A new book, Slavery and Unfree Labour in Nepal: Documents from the 18th to Early 20th Century, delves into this dark side of history using documents and manuscripts from pre-modern Nepal. Politics and the hierarchical caste system shaped slavery.

Edited by Manik Bajracharya, a researcher at the Heidelberg Academy of Sciences and Humanities, the book cites the example of a bondservant who was recaptured after two years, and his bondage renewed with a fine added to the principal. People of disadvantaged castes were forced to abide by the terms of their landlords.

Kamaiya and Kamlari were slave women under a bonded labour system prevalent in the western Tarai. Interestingly, if a Kamaiya woman gave birth to a child of her landlord master during the period of her servitude, the offspring would be considered a legitimate child and be eligible to property like any other children. The women would also be freed from slavery.

However, the prevailing laws allowed men to have sexual relations with slave women while also allowing their husbands to kill the partner. There were rules designed to exercise control over people of lower castes, defining the social order. The chain of dependency in a household, hierarchy in castes, and gender discrimination were all aggravated by slavery.

True, such a patriarchal mindset is still deeply entrenched in India and Nepal, but slavery took this discrimination to an extreme — beyond just exploitation of labour. The book contains several accounts of bondage and slavery including fines and actions following which a person became a slave.

The caste system overlaid slavery. Terms like ‘sacred thread wearing caste’, ‘non-enslavable alcohol drinking caste’, ‘enslavable alcohol drinking caste’, ‘water unacceptable but touchable’, ‘untouchable’ are frequently used in the book, indicating the labels and hierarchies at the time.

LAW VS PRACTICE

Prime Minister Chandra Shumsher Rana passed an edict abolishing slavery in 1924, although formally it was enacted only two years later. He said Hindu tenets condemned slavery, and asked slaveholders to release all slaves. The move was applauded by the international audience and the slaves themselves. But there were rumours that he had married a slave, which motivated his move to abolish the system. Regardless, slavery was done away with in Nepal.

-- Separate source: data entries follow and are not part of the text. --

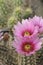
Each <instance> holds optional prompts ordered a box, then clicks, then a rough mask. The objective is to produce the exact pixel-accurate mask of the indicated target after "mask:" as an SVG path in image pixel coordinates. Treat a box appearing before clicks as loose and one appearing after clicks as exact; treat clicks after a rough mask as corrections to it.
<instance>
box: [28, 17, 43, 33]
mask: <svg viewBox="0 0 43 65" xmlns="http://www.w3.org/2000/svg"><path fill="white" fill-rule="evenodd" d="M29 21H31V22H33V24H34V25H35V26H37V27H38V28H39V29H38V31H39V33H43V19H42V17H39V16H34V17H33V18H32V19H30V20H29Z"/></svg>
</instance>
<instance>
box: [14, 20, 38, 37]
mask: <svg viewBox="0 0 43 65" xmlns="http://www.w3.org/2000/svg"><path fill="white" fill-rule="evenodd" d="M13 33H14V36H18V37H29V38H30V37H34V36H37V34H38V27H37V28H36V27H35V26H34V25H33V23H32V22H29V21H28V20H27V19H26V20H22V23H20V22H18V23H17V25H14V29H13Z"/></svg>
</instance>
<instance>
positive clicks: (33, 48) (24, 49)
mask: <svg viewBox="0 0 43 65" xmlns="http://www.w3.org/2000/svg"><path fill="white" fill-rule="evenodd" d="M34 47H35V45H34V44H33V43H31V42H26V43H23V45H22V51H24V52H28V53H29V52H31V51H33V50H34Z"/></svg>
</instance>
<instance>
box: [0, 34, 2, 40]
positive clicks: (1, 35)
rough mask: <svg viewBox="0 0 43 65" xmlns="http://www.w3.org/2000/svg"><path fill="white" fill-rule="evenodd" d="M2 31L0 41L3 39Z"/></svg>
mask: <svg viewBox="0 0 43 65" xmlns="http://www.w3.org/2000/svg"><path fill="white" fill-rule="evenodd" d="M2 35H3V33H0V41H1V40H2V39H3V36H2Z"/></svg>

A letter written by Chandra Shumsher to Hugh J Wilkinson, the first British envoy to Nepal, asks him to arrange funds for slave emancipation to pay off the slave owners. In subsequent correspondence, the two exchange names of trustees, discuss progress and share receipts on the progress of the slave emancipation fund.

slavery in Nepal

But laws take time to change deeply rooted cultural practices, and so it was with slavery. The Kamaiya and Kamlari and other forms of bonded labour continued. The 1990 Constitution prohibited all forms of slavery, but again it continued in different forms.

The Kamaiya system was abolished in 2000 and Kamalari in 2013. But despite the ban and campaigns like Mukta Kamaiya, it persisted. Even when freed, it was not easy for the formerly enslaved to reintegrate into society.

The book is not for the faint-hearted, and there are graphic details of some of the most heinous instances of inhumanity. But this also makes it an important documentation of a long and tumultuous time in Nepal’s history — especially for disenfranchised and excluded communities.